Justice Ruben Ortega, joined by Presiding Justice Vaino Spencer, said the statute is irrationally discriminatory in light of Sec. 243, which allows the same or more serious conduct to be prosecuted as a misdemeanor.

 Justice Robert Mallano disagreed, arguing in dissent that the scheme is rational because prosecutors have discretion whether to file a case against under Sec. 243 or 243.1, depending on the circumstances of the case.

 The court rejected Wilkinson’s other constitutional challenge to the statute, that it violates the separation of powers by committing the determination of punishment to prosecutors.

 But it ruled in Wilkinson’s favor on two other issues, saying she was entitled to a Kelly hearing on whether polygraph evidence has achieved sufficient acceptance in the scientific community to be admissible, as well as to an evidentiary hearing on her claim that her lawyer improperly advised her to turn down a plea bargain that would have avoided a felony conviction and a jail term.

 Wilkinson, an Iranian immigrant who says she lost her job as a bank vice president, was denied citizenship, and faces possible deportation as a result of her conviction, was arrested three years ago after a traffic stop.

 A motorist said she crossed a center divider, hit a parked car without stopping, swerved, made a U-turn, and stopped at the curb. Police said she was passed out in her vehicle, got up, looked at an officer, attempted to drive off, stopped after a brief pursuit, appeared to be under the influence of alcohol, and was unable to complete a field sobriety test.

 She was taken to jail, where she allegedly grabbed a jailer’s arm so hard as to cause visible welts.

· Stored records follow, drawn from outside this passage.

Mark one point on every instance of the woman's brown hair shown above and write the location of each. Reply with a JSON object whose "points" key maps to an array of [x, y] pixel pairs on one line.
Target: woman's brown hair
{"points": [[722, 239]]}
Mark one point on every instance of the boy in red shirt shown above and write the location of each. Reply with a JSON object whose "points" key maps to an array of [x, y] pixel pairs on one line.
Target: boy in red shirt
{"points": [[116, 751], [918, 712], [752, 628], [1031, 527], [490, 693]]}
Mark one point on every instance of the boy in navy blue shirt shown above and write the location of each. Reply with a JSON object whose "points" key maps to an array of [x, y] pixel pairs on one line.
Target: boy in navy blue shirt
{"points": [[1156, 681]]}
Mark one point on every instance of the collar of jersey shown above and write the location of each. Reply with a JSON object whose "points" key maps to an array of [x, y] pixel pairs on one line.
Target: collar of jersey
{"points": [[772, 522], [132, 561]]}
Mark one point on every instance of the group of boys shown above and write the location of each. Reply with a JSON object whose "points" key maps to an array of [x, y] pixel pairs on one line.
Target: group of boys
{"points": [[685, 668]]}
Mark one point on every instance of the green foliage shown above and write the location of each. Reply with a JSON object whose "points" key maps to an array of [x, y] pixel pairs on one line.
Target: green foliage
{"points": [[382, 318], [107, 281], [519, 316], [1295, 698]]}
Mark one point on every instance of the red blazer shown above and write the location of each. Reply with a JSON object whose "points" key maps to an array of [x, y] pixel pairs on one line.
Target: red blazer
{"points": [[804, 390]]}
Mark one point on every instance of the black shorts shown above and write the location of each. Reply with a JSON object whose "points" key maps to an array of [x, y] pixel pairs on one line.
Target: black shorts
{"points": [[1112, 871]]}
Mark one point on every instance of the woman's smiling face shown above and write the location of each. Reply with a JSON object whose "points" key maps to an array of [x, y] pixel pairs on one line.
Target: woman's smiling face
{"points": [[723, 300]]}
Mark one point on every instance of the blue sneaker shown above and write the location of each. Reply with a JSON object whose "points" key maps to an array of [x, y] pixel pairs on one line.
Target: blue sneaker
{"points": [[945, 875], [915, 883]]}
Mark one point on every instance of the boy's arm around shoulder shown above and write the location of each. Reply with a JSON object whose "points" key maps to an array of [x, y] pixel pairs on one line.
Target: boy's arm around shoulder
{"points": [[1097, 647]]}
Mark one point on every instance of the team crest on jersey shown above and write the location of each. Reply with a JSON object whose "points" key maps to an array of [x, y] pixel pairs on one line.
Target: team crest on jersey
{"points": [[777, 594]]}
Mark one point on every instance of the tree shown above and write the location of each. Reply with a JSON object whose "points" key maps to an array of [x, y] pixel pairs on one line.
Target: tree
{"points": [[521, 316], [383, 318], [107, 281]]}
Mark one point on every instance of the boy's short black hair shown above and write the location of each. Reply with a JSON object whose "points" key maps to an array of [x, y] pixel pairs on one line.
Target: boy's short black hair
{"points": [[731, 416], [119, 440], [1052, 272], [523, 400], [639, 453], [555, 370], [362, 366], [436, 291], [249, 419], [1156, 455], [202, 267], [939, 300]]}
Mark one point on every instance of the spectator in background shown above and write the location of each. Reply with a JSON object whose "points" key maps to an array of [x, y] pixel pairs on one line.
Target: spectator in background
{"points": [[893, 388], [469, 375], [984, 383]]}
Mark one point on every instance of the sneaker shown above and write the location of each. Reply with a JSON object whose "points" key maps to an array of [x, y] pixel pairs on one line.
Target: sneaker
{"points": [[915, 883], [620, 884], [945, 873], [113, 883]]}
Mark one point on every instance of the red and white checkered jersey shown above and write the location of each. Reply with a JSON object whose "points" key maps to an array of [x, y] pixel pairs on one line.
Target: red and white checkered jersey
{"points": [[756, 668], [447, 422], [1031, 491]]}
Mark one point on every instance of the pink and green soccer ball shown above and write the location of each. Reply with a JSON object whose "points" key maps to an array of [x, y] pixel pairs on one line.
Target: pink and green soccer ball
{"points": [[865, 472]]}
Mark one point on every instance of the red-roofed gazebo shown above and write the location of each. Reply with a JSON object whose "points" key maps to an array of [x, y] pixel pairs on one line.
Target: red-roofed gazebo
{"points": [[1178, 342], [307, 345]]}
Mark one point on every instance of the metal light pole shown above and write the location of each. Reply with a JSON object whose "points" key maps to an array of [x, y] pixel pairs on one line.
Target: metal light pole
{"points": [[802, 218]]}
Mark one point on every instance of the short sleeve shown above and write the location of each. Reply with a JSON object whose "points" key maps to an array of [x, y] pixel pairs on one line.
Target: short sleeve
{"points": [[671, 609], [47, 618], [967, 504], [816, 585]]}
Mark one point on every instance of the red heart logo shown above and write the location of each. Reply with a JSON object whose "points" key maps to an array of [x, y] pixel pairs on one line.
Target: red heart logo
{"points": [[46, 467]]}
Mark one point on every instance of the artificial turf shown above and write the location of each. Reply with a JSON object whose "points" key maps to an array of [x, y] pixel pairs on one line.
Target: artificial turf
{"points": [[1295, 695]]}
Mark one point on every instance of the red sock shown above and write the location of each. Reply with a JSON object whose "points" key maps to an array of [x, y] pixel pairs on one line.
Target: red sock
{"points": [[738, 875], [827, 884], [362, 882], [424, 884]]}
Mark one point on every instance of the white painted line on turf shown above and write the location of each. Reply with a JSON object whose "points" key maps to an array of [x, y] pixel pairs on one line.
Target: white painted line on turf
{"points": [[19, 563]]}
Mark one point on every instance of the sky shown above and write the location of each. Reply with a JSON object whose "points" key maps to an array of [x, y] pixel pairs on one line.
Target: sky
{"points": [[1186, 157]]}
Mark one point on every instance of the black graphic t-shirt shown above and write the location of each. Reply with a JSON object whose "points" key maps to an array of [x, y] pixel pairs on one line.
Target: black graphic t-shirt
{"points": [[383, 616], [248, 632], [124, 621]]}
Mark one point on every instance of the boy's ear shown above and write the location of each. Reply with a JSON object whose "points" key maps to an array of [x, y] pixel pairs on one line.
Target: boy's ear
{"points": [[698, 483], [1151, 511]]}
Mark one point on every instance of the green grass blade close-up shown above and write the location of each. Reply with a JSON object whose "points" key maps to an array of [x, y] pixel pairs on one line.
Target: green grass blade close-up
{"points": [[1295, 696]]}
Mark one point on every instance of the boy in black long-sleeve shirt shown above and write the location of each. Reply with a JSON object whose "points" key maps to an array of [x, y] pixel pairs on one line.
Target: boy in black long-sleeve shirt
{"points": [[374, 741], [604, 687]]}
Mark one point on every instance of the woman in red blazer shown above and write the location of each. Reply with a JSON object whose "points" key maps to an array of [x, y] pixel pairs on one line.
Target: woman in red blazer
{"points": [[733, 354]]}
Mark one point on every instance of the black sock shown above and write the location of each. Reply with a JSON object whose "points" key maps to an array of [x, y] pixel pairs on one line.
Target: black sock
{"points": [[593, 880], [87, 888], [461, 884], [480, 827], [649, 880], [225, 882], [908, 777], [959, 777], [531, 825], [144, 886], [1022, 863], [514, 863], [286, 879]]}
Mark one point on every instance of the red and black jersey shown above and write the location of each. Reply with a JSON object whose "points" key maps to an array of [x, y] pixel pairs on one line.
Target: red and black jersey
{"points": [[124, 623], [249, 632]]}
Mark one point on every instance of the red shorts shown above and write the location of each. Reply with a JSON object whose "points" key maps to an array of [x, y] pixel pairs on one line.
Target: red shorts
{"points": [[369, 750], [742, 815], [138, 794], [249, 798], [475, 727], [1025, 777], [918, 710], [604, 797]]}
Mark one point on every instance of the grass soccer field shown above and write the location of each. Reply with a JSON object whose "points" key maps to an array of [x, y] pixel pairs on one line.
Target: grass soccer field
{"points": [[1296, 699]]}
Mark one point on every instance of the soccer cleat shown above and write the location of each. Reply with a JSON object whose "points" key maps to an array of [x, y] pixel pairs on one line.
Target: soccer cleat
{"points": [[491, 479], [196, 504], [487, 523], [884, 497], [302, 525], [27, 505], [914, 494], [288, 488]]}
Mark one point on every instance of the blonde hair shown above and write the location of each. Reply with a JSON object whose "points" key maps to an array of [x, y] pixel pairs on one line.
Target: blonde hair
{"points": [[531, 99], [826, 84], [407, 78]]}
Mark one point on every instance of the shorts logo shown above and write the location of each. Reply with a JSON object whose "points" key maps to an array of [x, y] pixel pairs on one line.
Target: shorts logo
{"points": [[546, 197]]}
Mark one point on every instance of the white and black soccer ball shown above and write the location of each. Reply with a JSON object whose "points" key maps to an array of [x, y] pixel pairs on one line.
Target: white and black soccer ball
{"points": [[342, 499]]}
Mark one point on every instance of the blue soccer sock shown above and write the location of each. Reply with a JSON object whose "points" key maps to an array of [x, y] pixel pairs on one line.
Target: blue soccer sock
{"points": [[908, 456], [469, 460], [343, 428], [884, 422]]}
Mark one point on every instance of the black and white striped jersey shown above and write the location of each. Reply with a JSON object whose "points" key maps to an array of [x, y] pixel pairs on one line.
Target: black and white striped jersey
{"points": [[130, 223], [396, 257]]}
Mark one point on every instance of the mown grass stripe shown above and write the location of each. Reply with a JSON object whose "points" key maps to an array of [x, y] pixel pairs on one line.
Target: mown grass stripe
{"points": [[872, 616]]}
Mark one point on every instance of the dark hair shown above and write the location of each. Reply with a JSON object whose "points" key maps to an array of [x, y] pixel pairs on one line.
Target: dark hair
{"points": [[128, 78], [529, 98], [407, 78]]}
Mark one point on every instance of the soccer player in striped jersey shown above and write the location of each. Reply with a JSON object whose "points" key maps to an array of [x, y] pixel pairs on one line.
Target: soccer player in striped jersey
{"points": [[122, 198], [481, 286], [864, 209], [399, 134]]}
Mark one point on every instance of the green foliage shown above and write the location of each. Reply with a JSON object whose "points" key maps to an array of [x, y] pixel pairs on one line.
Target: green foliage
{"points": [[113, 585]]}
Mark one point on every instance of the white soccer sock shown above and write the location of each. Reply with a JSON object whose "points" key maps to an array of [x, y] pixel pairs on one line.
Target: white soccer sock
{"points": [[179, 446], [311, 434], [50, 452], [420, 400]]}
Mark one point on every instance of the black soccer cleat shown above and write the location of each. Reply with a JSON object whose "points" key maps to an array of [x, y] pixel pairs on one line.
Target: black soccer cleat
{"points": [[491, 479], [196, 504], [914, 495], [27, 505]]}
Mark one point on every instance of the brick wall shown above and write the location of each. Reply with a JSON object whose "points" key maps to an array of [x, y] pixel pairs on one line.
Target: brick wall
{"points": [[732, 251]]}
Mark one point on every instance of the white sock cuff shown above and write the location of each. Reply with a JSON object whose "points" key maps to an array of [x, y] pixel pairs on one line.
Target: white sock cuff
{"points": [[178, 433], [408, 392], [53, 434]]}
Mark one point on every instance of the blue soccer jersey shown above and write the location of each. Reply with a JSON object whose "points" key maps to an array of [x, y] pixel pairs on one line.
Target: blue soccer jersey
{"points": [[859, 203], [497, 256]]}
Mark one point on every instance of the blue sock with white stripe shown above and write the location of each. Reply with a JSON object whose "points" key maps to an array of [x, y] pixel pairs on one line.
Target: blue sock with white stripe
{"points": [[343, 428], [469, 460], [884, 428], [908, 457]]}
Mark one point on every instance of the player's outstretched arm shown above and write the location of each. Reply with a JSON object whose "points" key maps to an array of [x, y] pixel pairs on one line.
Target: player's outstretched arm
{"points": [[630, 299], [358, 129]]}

Wilkinson denied attacking the jailer, pointing to a videotape of the jailing that she said exonerated her, and claimed that someone had secretly placed the date-rape drug Rohypnol into her drink prior to the incident leading to her arrest.

 She was convicted of violating Sec. 243.1, which makes a battery on a custodial officer a felony when “the person committing the offense knows or reasonably should know that the victim is a custodial officer engaged in the performance of his or her duties, and the custodial officer is engaged in the performance of his or her duties.”

 She was also convicted of two misdemeanors, drunk driving and hit-and-run. Los Angeles Superior Court Judge Stephen Suzukawa sentenced her to 180 days in jail.

 Ortega said Sec. 243.1 is irrational because Sec. 243(b) makes the identical conduct a straight misdemeanor, while Sec. 243(c) says that if a custodial officer is battered, and the defendant knows that the officer is performing his or her duties, “and an injury is inflicted on that victim,” the crime is a wobbler. 

 The justice explained:

 “If the battery on custodial officer statutes included only two options, a straight felony under section 243.1 or a straight misdemeanor under section 243, subdivision (b), both of which have identical elements, prosecutorial discretion to choose different punishment between offenders engaging in similar conduct would not violate equal protection.... Prosecutors legitimately could choose to prosecute those who committed battery on a custodial officer as either a felony or misdemeanor, based on the prosecutor’s evaluation of the crime, the defendant, the defendant’s past record, and other factors.....”

 But the third option, Ortega went on to explain, the Sec. 243(c) wobbler, “raises the specter of complete irrationality in the scheme, because the more serious offense of battering a custodial officer with injury could be punished less seriously—than battering a custodial officer without injury.”

Wilkinson’s court-appointed appellate attorney, Anthony J. Dain, said he was pleasantly surprised by the ruling on the issue, because rational-basis equal protection challenges to criminal statues rarely succeed.

“I didn’t expect this,” he told the MetNews. But the court was right, he said, because the legislation is “one of the most irrational schemes I’ve ever seen.”

Dain said the case was “overcharged” and that he was hopeful it would be pled down to a misdemeanor when it goes back to the trial court.

Deputy Attorneys General Jaime L. Fuster and Thomas C. Hsieh, who handled the case for the state, could not be reached for comment late yesterday.

The case is People v. Wilkinson, B145982.